Отзвенел положенное колокольчик.

Он шел дворами, в точности повторяя вчерашний путь, и надвигал на глаза идиотскую ковбойскую шляпу. Он думал об Алле - ей должно быть сейчас тридцать восемь лет, и все равно, конечно, ни одна юная потаскушка не сможет дать Невдверину того ощущения юности, которое связалось у него с Аллой, с россыпью веснушек вокруг носа, с родинкой между лопатками, со всем тем, знаете, подлинным, родным невдверинским. "Ангел мой", звал он ее мысленно, "Ангел мой"... но даже это ласковое наименование перестало вызывать из давних глубин вялую эрекцию, когда Мария, дразня, сдавалась на милость беспомощного победителя.
Но, заметив издали знакомую фигуру под фонарем, Невдверин перестал думать о чем бы то ни было - он проверил наличие наличности, надвинул на самые глаза шляпу, застегнул куртку и маршировал, пока не оледенила его на секунду изнутри скорая (знакомая) рябь инстинктивного ужаса (описан Дэвидом Линчем), возникающего порой, когда узнаешь в якобы знакомом лице чужого, чужого, чужого...

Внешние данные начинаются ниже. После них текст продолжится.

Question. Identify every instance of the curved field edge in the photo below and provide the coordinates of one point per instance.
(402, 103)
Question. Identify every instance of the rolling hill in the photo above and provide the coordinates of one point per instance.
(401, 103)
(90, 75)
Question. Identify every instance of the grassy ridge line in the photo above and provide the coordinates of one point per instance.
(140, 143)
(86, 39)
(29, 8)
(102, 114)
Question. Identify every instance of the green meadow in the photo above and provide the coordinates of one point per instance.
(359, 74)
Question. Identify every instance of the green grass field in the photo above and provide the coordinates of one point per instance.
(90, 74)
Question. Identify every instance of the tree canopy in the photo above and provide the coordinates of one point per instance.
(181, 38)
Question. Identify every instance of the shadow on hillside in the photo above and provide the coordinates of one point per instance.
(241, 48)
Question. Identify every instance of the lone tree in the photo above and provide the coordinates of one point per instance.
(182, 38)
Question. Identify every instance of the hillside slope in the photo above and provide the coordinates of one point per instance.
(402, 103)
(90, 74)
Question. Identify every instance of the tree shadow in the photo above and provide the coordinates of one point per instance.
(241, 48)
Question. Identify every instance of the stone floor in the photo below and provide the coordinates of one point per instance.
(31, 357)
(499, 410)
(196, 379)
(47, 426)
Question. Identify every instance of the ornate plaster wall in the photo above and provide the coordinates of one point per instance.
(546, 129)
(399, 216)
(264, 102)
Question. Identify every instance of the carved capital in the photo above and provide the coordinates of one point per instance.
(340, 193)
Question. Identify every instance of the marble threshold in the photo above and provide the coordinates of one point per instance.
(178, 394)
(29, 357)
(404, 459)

"Это вовсе не она!" - подумал Невдверин, и то была чистая правда: даже не похоже, ничего общего, обычная шлюха. Проходя мимо, Невдверин потихоньку начинал осознавать этот факт. Если бы вы когда-нибудь спросили его, и если бы он не заржал вам в глаза, как огромная циничная лошадь (что более чем вероятно), он бы сказал вам, что осознание это было похоже на проблеск в мир существующий и навеки закрытый, в заповедник неосуществимого счастья, в ту область невозможного и очевидного, где, наверное, лежит тайна непорочного зачатия. Так он сказал бы, если б умел говорить.

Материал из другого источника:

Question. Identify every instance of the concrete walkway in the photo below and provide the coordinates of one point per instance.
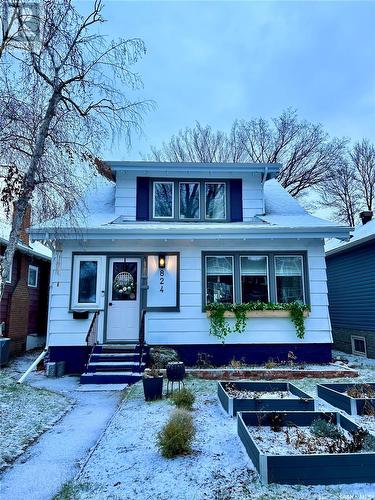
(54, 459)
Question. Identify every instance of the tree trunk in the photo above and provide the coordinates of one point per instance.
(20, 205)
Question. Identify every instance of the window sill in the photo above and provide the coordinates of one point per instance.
(261, 314)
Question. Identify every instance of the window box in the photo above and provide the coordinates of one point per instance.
(262, 314)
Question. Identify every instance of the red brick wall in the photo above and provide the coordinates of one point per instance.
(18, 316)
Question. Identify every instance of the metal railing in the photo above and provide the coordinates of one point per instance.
(92, 336)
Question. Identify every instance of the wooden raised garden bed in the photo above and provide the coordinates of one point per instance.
(252, 396)
(336, 395)
(313, 468)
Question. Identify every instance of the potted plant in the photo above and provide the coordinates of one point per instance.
(152, 384)
(175, 371)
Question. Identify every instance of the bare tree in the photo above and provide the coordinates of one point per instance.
(363, 158)
(61, 98)
(304, 149)
(341, 193)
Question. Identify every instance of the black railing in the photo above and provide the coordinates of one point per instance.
(92, 336)
(141, 335)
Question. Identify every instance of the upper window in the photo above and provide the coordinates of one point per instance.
(215, 200)
(9, 277)
(254, 278)
(219, 279)
(163, 200)
(32, 279)
(289, 278)
(189, 200)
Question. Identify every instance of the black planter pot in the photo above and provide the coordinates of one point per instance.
(153, 388)
(175, 372)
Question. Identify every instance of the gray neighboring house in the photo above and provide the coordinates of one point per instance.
(351, 289)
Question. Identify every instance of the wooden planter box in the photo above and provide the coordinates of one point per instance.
(262, 314)
(333, 394)
(338, 468)
(233, 405)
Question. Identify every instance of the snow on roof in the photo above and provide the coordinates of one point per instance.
(361, 234)
(35, 248)
(284, 210)
(97, 212)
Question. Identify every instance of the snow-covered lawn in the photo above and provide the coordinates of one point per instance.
(25, 413)
(127, 465)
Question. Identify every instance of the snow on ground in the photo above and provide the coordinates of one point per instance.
(127, 465)
(55, 458)
(26, 412)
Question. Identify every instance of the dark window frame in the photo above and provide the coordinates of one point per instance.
(271, 272)
(202, 200)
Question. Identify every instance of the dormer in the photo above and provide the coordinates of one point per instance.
(190, 192)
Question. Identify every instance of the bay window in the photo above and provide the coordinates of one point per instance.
(254, 278)
(289, 278)
(237, 277)
(219, 279)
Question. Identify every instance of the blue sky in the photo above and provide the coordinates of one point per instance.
(217, 61)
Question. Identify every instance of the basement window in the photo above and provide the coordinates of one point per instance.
(32, 279)
(359, 347)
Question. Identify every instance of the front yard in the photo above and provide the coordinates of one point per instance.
(127, 464)
(25, 413)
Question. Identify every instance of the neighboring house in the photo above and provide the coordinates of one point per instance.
(351, 289)
(167, 238)
(24, 306)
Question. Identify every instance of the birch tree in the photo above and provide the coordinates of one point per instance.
(63, 96)
(306, 152)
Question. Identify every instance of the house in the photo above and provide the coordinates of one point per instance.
(351, 289)
(159, 242)
(24, 306)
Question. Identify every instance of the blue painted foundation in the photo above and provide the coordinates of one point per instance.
(255, 353)
(75, 357)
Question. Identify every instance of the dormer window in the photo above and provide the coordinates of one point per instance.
(163, 200)
(216, 200)
(190, 200)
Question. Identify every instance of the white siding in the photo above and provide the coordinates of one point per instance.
(190, 325)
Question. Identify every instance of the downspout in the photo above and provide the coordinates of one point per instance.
(263, 197)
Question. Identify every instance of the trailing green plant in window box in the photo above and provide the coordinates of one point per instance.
(220, 327)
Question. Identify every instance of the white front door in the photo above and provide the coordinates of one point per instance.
(123, 299)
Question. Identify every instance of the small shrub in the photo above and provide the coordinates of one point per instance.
(361, 391)
(161, 356)
(276, 421)
(176, 436)
(204, 360)
(322, 428)
(184, 398)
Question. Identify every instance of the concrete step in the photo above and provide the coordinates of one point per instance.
(126, 367)
(110, 378)
(114, 356)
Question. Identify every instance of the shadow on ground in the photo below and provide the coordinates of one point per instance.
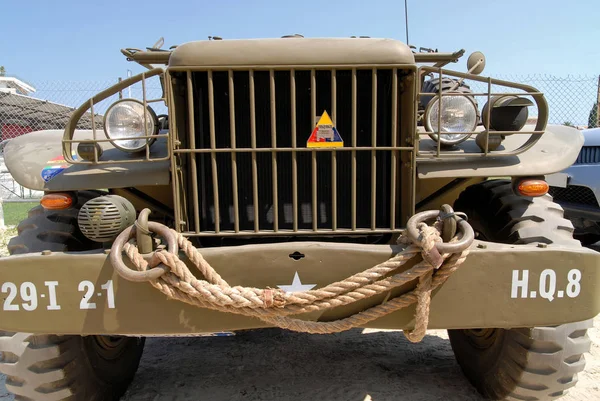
(272, 364)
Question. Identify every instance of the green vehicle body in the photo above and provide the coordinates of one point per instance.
(235, 174)
(425, 180)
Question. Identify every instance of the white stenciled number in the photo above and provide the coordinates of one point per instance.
(110, 294)
(29, 296)
(11, 289)
(88, 287)
(547, 284)
(573, 288)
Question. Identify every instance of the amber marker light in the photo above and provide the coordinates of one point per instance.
(56, 201)
(533, 188)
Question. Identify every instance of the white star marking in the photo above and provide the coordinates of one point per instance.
(297, 285)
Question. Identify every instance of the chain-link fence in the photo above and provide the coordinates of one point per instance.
(33, 106)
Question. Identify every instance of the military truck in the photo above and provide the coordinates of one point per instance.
(316, 175)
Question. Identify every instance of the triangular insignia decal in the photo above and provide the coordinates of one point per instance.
(325, 135)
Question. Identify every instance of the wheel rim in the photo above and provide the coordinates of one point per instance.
(109, 347)
(482, 338)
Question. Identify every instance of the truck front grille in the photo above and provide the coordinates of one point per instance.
(574, 194)
(247, 167)
(588, 155)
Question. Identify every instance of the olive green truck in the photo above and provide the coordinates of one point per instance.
(312, 184)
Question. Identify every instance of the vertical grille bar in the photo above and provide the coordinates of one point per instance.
(93, 131)
(172, 140)
(294, 153)
(313, 114)
(213, 155)
(193, 157)
(333, 154)
(274, 154)
(353, 196)
(394, 143)
(146, 133)
(253, 145)
(236, 214)
(374, 152)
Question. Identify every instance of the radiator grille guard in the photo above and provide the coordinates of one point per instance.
(239, 159)
(247, 166)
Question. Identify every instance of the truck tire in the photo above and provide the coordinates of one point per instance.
(538, 363)
(64, 367)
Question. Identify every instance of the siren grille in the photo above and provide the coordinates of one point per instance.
(102, 219)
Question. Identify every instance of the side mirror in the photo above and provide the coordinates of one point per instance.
(476, 63)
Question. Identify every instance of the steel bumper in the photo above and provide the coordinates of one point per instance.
(498, 286)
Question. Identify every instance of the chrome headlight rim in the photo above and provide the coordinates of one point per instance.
(430, 130)
(115, 141)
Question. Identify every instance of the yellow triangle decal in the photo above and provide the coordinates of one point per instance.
(325, 119)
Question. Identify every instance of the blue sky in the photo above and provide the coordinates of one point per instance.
(80, 40)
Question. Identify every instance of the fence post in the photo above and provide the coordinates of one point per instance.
(598, 104)
(2, 225)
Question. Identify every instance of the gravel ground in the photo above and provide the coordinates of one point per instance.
(271, 364)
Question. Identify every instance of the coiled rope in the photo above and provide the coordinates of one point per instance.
(171, 276)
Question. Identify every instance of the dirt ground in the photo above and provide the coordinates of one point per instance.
(358, 365)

Невдверин прошел дальше и, сняв шляпу, увидел, как зажглась звезда. Для него это означало только одно - пора к Сгусину пить. Недалеко гремел ресторан, где, должно быть, все уже собрались. Невдверин без труда его нашел, и, оставив свой шпионский костюм в гардеробе, прошел к столу, где Сгусин заканчивал анекдот.
- ...вот теперь ты мой. Сама мой! - Сгусин ржал и, ржа, багровел. Подкативший и явно напрашивающийся на в жбан мужик вовремя был опознан как обычный Невдверин.
Все были в сборе, а это восемь человек. Ждали Невдверина, и с его приходом Сгусин позволил себе сказать тост. Он сперва встал.
- Я хочу сказать, что такова есть наша удивительная жизнь, господа присяжные, заткнитесь на пару минут. Благодарю. И еще что, быть может, самое кощунственное, самое предательское в ней то, что она продолжается, несмотря ни на что, сквозь самую большую горечь, которую только можно представить. Мы в долгу перед ней, господа. Мы должны жить. Этому вину двадцать лет. Налетай, господа! Все за мой счет!